Open EnzoDeg40 opened 1 year ago

EnzoDeg40 commented 1 year ago

Hi, I am trying to train the model llama-7b-hf with single GPU. I tried to reduce some parameters but I don't know if they are better.

Components of my pc :

Command execution :

torchrun --nproc_per_node=1 --master_port=8888 train.py \
    --model_name_or_path /var/llama/llama-7b-hf \
    --data_path ./alpaca_data.json \
    --bf16 True \
    --output_dir out/ \
    --num_train_epochs 1 \
    --per_device_train_batch_size 1 \
    --per_device_eval_batch_size 1 \
    --gradient_accumulation_steps 8 \
    --evaluation_strategy "no" \
    --save_strategy "steps" \
    --save_steps 2000 \
    --save_total_limit 1 \
    --learning_rate 2e-5 \
    --weight_decay 0. \
    --warmup_ratio 0.03 \
    --lr_scheduler_type "cosine" \
    --logging_steps 1 \
    --fsdp "full_shard auto_wrap" \
    --fsdp_transformer_layer_cls_to_wrap 'LlamaDecoderLayer' \
    --tf32 True

Error :

torch.cuda.OutOfMemoryError: CUDA out of memory.
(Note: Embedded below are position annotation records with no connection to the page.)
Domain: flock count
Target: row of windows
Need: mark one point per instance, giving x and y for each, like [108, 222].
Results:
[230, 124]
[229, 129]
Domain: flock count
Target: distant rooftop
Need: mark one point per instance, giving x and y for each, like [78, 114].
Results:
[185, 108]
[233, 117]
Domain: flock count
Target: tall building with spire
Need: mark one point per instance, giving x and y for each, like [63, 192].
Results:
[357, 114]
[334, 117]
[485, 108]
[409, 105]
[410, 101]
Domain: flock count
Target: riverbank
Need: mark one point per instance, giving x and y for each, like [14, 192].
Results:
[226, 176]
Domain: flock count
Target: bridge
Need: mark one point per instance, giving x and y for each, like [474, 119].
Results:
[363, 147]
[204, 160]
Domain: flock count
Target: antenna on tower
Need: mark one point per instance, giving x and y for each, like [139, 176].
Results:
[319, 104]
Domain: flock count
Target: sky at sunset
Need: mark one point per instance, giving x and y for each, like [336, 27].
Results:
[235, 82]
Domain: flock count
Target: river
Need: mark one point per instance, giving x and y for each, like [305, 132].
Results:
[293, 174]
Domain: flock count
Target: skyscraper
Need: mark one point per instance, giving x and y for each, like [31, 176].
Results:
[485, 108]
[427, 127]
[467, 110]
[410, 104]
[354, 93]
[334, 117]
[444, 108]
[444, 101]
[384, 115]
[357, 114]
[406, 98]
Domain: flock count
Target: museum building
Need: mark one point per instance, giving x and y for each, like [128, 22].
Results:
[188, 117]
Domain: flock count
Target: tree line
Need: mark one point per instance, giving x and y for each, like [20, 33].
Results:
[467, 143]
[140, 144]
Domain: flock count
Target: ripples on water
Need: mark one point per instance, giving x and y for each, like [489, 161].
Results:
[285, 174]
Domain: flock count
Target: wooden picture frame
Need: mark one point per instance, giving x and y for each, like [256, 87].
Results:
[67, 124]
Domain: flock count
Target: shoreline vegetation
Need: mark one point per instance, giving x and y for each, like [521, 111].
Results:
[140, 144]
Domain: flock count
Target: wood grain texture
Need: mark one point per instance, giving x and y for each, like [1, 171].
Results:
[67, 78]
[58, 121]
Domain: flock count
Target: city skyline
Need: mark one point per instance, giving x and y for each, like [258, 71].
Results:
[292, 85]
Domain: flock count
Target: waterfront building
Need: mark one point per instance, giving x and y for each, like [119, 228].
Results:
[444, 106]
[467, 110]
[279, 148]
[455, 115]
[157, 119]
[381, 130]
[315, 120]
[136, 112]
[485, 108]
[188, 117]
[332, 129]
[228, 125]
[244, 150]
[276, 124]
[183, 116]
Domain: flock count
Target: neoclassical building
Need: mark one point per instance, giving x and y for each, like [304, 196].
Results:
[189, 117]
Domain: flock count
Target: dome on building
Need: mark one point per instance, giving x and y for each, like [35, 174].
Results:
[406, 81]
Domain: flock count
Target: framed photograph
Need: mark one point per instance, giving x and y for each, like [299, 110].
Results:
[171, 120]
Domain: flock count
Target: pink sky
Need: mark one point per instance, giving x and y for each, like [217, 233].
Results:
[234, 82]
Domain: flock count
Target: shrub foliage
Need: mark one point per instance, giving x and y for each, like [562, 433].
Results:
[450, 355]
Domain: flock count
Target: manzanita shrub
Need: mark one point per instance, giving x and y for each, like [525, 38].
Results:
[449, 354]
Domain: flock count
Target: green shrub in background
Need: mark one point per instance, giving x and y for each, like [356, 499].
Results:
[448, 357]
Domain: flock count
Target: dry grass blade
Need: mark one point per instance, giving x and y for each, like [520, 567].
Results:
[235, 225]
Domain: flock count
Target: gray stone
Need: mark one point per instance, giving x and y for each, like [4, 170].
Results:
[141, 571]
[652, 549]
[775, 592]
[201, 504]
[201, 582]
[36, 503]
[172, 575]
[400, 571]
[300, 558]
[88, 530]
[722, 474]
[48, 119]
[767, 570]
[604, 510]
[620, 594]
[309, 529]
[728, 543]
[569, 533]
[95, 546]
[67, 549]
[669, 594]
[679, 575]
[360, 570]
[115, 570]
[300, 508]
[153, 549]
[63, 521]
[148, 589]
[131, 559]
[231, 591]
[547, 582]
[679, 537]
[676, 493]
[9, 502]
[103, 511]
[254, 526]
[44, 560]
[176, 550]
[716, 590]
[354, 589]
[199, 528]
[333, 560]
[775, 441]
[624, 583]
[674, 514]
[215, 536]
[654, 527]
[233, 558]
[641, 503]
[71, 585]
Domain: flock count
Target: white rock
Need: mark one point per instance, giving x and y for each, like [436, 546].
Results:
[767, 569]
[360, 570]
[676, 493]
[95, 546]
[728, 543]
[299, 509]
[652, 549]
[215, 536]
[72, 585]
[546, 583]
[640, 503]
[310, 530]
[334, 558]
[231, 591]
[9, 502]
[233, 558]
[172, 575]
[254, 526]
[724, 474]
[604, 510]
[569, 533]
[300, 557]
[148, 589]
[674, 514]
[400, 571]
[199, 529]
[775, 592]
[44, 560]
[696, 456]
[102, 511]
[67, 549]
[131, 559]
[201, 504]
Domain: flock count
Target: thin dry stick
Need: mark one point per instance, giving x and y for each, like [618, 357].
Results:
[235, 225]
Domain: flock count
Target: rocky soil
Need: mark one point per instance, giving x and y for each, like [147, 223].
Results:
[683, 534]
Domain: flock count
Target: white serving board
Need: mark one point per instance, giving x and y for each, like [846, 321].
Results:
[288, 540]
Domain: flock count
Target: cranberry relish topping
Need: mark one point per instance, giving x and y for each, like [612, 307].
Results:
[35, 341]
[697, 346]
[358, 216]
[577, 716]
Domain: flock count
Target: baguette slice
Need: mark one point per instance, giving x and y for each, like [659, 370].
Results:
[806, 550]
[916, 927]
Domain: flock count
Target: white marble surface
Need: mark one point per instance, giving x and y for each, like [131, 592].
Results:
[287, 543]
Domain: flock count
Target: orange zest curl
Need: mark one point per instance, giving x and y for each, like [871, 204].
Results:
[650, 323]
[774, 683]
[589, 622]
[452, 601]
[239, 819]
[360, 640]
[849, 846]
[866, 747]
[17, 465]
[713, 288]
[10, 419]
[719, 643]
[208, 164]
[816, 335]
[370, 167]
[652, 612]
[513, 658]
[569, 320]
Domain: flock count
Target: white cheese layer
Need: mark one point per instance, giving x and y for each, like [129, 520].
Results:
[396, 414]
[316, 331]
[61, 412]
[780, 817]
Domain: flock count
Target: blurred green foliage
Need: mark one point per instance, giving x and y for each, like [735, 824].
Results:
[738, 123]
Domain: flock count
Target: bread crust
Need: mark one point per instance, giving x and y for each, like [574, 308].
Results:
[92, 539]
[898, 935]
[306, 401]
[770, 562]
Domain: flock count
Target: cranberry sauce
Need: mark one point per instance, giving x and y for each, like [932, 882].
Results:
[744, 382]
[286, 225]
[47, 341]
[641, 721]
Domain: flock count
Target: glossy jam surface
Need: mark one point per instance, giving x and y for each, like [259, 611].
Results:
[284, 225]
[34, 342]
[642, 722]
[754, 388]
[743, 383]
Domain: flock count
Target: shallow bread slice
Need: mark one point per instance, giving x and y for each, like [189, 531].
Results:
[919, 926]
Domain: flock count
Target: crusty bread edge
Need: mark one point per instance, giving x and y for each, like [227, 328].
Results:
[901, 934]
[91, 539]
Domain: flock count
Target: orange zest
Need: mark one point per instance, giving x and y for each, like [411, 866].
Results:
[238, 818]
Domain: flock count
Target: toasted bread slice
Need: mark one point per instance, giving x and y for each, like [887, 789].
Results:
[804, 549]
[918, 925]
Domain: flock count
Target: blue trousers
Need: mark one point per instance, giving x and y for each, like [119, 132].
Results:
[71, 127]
Tried to allocate 774.00 MiB (GPU 0; 11.76 GiB total capacity; 10.58 GiB already allocated; 697.94 MiB free; 10.61 GiB reserved in total by PyTorch) If reserved memory is >> allocated memory try setting max_split_size_mb to avoid fragmentation.  See documentation for Memory Management and PYTORCH_CUDA_ALLOC_CONF
ERROR:torch.distributed.elastic.multiprocessing.api:failed (exitcode: 1) local_rank: 0 (pid: 496499) of binary: /usr/bin/python3

I started to take an interest in AI recently, I am grateful in advance for the people who will help me.

Edit : If there is also a way to learn with only the cpu, I am also interested

icordoba commented 10 months ago

Hi, did you manage to solve this issue? I'm having the same one with the same GPU card.